1999 Predictions


	In 1999 someone will figure out that the National Debt has gotten so 
	huge that no one can even pronounce the number. It will then be paid 
	off with a 3.9% CitiBank Card. 

	The Senate will discover that impeachment is supposed to be used to 
	punish the abuse of power, but no one will be able to impeach the House 
	of Representatives. 

	A majority of the US Supreme Court will discover they have afflictions, 
	such as glaucoma, that could be helped with medicinal marijuana and weed 
	will be legalized. The economies of Columbia and Mexico will crash. 
	
	Prince Charles will see the movie Elizabeth and decide to renounce the 
	throne and marry Camilla. Queen Elizabeth will have numerous members of 
	the British tabloid press executed during the night. 

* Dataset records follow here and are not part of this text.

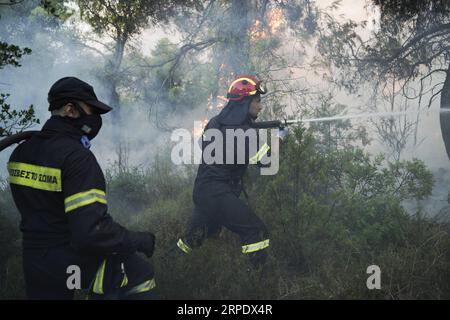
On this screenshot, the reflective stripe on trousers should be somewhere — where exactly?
[242,239,270,253]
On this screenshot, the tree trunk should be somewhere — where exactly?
[439,65,450,160]
[216,0,252,76]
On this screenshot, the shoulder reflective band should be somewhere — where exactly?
[126,279,156,296]
[92,259,106,294]
[249,143,270,164]
[242,239,270,253]
[177,239,192,254]
[64,189,106,213]
[8,162,62,192]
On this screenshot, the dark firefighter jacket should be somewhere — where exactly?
[194,97,270,195]
[8,116,141,255]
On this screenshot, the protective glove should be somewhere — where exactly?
[135,232,155,258]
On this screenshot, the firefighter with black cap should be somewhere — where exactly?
[177,75,270,267]
[8,77,155,299]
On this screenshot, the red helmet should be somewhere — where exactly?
[227,75,267,101]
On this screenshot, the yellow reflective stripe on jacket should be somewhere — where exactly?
[177,239,192,253]
[64,189,107,213]
[250,143,270,164]
[126,279,156,296]
[8,162,62,192]
[242,239,270,253]
[92,259,106,294]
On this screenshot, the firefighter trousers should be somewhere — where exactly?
[177,192,269,267]
[23,246,155,300]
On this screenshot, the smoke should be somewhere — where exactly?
[0,1,450,215]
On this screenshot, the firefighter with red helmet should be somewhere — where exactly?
[177,75,270,267]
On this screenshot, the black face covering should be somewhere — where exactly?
[71,114,102,140]
[67,103,102,140]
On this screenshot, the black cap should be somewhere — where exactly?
[47,77,112,113]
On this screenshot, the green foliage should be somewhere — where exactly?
[0,31,39,137]
[0,93,39,137]
[0,41,31,69]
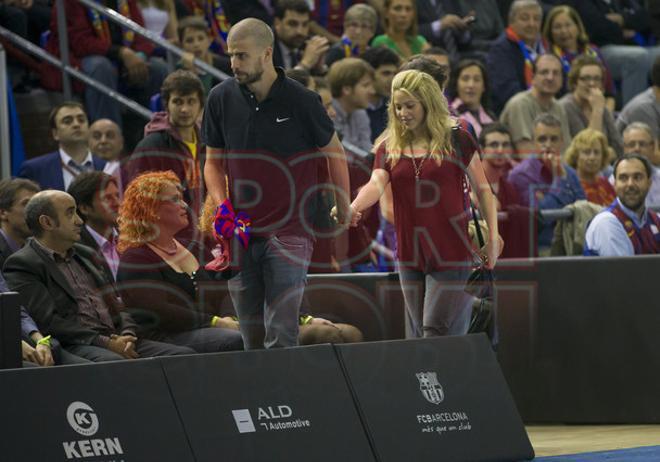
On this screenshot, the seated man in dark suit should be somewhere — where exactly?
[0,178,40,268]
[18,101,105,191]
[273,0,330,75]
[67,172,121,280]
[4,191,194,361]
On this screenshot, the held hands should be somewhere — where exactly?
[330,205,362,228]
[108,334,140,359]
[479,235,504,269]
[300,35,330,69]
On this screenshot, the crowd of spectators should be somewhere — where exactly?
[0,0,660,365]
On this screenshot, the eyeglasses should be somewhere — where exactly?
[486,141,511,149]
[623,140,653,149]
[578,75,603,83]
[346,22,373,30]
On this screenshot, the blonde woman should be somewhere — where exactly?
[351,70,501,337]
[566,128,616,205]
[371,0,430,58]
[138,0,179,44]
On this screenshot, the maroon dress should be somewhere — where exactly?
[374,129,479,273]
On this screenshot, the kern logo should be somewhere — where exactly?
[66,401,99,436]
[231,409,257,433]
[415,372,445,404]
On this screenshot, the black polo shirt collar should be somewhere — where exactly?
[239,66,286,106]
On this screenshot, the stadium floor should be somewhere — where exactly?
[526,425,660,457]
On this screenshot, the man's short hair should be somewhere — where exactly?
[178,16,209,42]
[566,55,605,91]
[399,55,448,88]
[344,3,378,31]
[508,0,543,24]
[532,112,561,129]
[66,170,119,220]
[422,47,449,57]
[25,191,58,237]
[651,56,660,87]
[284,67,312,88]
[613,152,653,180]
[479,122,513,148]
[622,122,654,139]
[48,101,85,130]
[0,178,41,210]
[327,58,374,98]
[160,69,204,108]
[355,46,401,70]
[227,18,275,48]
[273,0,311,19]
[314,75,330,93]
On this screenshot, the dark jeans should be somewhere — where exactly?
[229,235,312,350]
[67,339,195,362]
[162,327,243,353]
[399,268,472,338]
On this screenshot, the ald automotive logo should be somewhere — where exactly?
[231,405,312,433]
[62,401,124,462]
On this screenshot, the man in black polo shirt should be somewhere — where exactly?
[202,18,349,349]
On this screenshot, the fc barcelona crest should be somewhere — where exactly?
[415,372,445,404]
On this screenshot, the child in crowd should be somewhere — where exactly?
[178,16,231,95]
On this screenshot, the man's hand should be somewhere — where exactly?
[300,35,330,69]
[587,87,605,111]
[215,316,239,330]
[119,47,149,85]
[440,14,473,32]
[108,335,140,359]
[309,317,339,329]
[36,345,55,367]
[21,340,41,364]
[14,0,33,10]
[330,205,362,227]
[605,13,626,28]
[541,150,566,178]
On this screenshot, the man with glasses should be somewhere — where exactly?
[508,114,586,256]
[615,122,660,207]
[18,101,106,191]
[585,154,660,257]
[616,56,660,140]
[500,54,571,159]
[325,3,378,67]
[479,122,536,258]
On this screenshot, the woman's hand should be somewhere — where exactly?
[479,235,504,269]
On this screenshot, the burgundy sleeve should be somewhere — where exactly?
[374,141,392,173]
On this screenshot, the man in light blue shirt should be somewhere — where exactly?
[585,154,660,257]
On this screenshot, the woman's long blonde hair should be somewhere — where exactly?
[375,70,454,167]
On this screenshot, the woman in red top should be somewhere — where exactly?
[351,70,500,337]
[566,128,616,205]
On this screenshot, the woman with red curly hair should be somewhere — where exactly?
[117,171,243,353]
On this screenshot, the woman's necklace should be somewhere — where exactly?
[149,239,179,257]
[410,143,429,181]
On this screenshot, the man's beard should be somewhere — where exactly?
[235,69,264,85]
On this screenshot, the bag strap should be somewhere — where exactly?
[451,126,486,248]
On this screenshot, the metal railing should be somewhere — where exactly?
[0,43,11,178]
[0,26,152,119]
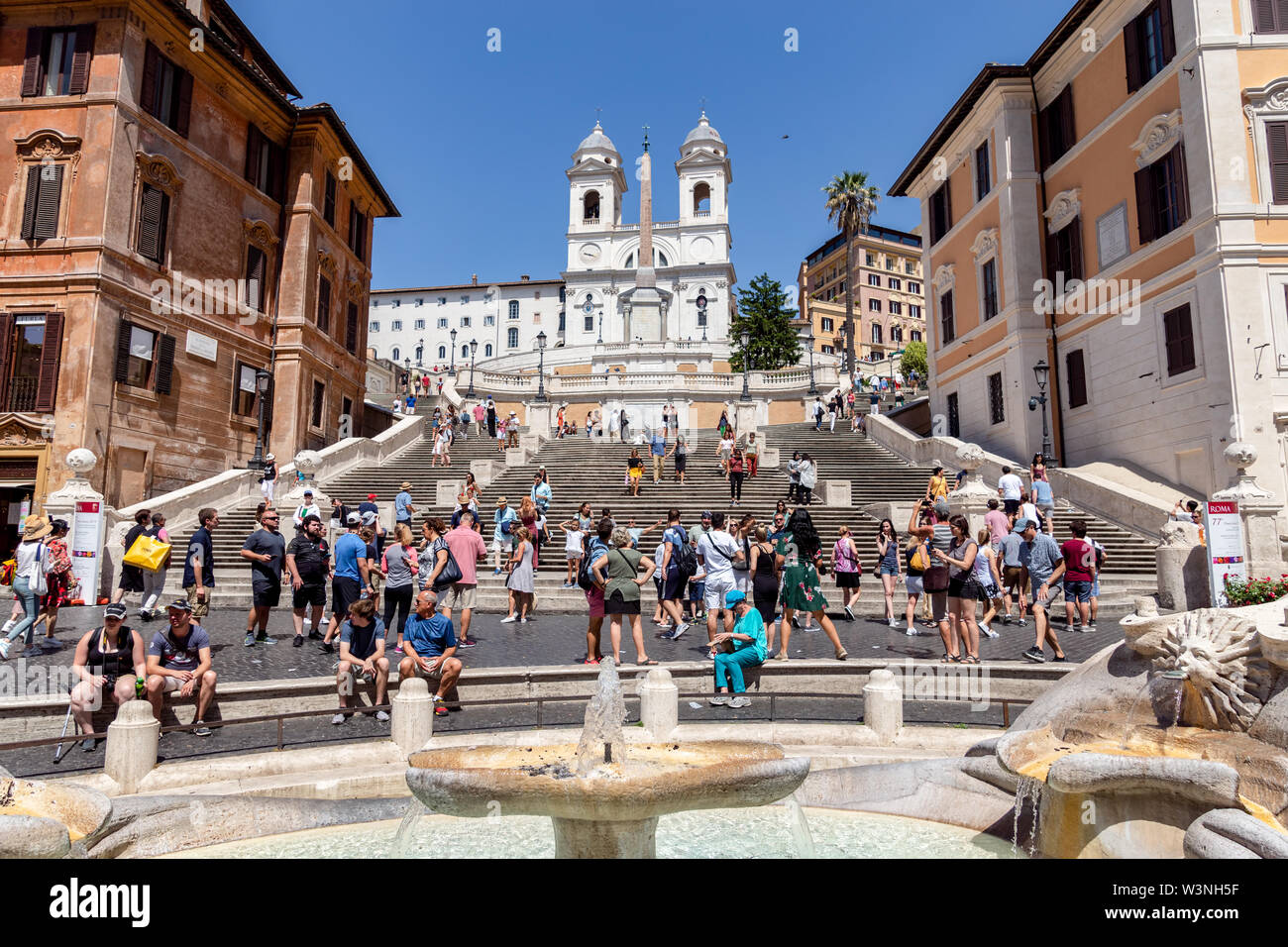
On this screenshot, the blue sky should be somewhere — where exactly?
[232,0,1072,288]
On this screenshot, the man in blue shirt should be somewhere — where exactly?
[321,513,373,655]
[398,588,461,716]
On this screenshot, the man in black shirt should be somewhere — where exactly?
[241,509,286,648]
[286,515,331,648]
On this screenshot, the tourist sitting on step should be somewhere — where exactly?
[147,599,218,737]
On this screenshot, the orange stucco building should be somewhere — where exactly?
[0,0,396,549]
[892,0,1288,510]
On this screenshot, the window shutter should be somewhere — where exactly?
[174,71,192,138]
[1136,164,1158,246]
[116,320,134,385]
[139,43,161,119]
[31,164,63,240]
[36,312,64,411]
[1158,0,1176,64]
[158,335,174,394]
[67,23,94,95]
[22,26,47,98]
[1124,20,1141,95]
[1266,121,1288,204]
[22,164,40,240]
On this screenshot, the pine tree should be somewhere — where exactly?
[729,273,802,371]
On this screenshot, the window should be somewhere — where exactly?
[975,142,993,201]
[233,362,259,417]
[1047,217,1082,284]
[1064,349,1087,407]
[930,180,953,245]
[1266,122,1288,204]
[988,372,1006,424]
[317,275,329,333]
[1124,0,1179,95]
[322,171,335,230]
[0,313,63,412]
[979,259,999,322]
[22,163,64,241]
[245,124,286,202]
[116,320,174,394]
[939,290,957,346]
[139,43,192,138]
[1163,303,1198,376]
[309,381,326,430]
[349,204,368,263]
[22,23,94,98]
[136,184,170,263]
[1038,85,1078,171]
[245,246,268,312]
[1136,142,1190,244]
[1251,0,1288,32]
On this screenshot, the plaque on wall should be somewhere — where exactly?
[1096,201,1130,269]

	An enormous hurricane will strike Miami Beach causing hundreds of 
	thousands of Cubans to flee to Cuba. Fidel Castro will move to Miami 
	where he'll feel more at home in ruins. 
	
	Dr. Kevorkian will be found guilty of murder and will be executed by 
	self-administered lethal injection. 
	
	Someone will start a betting pool on the Web on when Hillary will 
	divorce Bill. The winner will get $100 million. 
	
	Russia will finally figure out how to have an economy. They will buy 
	Microsoft. 
	
	Space Station Mir will be abandoned, officially, after Boris Yeltsin is 
	sent to the station for a visit. 
	
	The US will bomb Iraq again, to no particular effect. 
	
	Israel and the PLO will sign their 1,000th peace treaty. A few minutes 
	after the signing, war will again resume. 
	
	Some completely unknown country will be invaded by another formerly 
	unknown country, and the United Nations will spend months debating who 
	should be in charge of US troops requested to stop the invasion. 
	
	NATO will prove its utter worthlessness by finally approving the use of 
	force against Solobodan Milosevich, after every ethnic minority in the 
	former Yugoslavia is dead. 
	
	A Yeti will be captured and displayed at the San Diego Zoo.  Oddly enough,
	the Yeti will look a lot like Newt Gingrich. 
	
	Baja Arizona will not become America's 51st state.  (See following message)
	
	The Pentagon will announce that "Small Soldiers" are real, and use the 
	mini-robots to attack Luxembourg. 
	
	Several hundred Indian reservations will apply for statehood.  No one 
	will know what to do with the request. 
	
	After spending hundreds of billions to fix the Y2K problem, it will be 
	discovered the whole thing was a prank. 
	
	Microsoft will be found guilty of anti-trust violations.  But there won't 
	be anyone left to compete against them. 

	HP will announce a hand-held computer so small no one can read what is 
	on the tiny screen. 

	An earthquake will level most of Los Angeles.  No one will notice. 
	
	Not a single female child born in 1999 will be named Monica.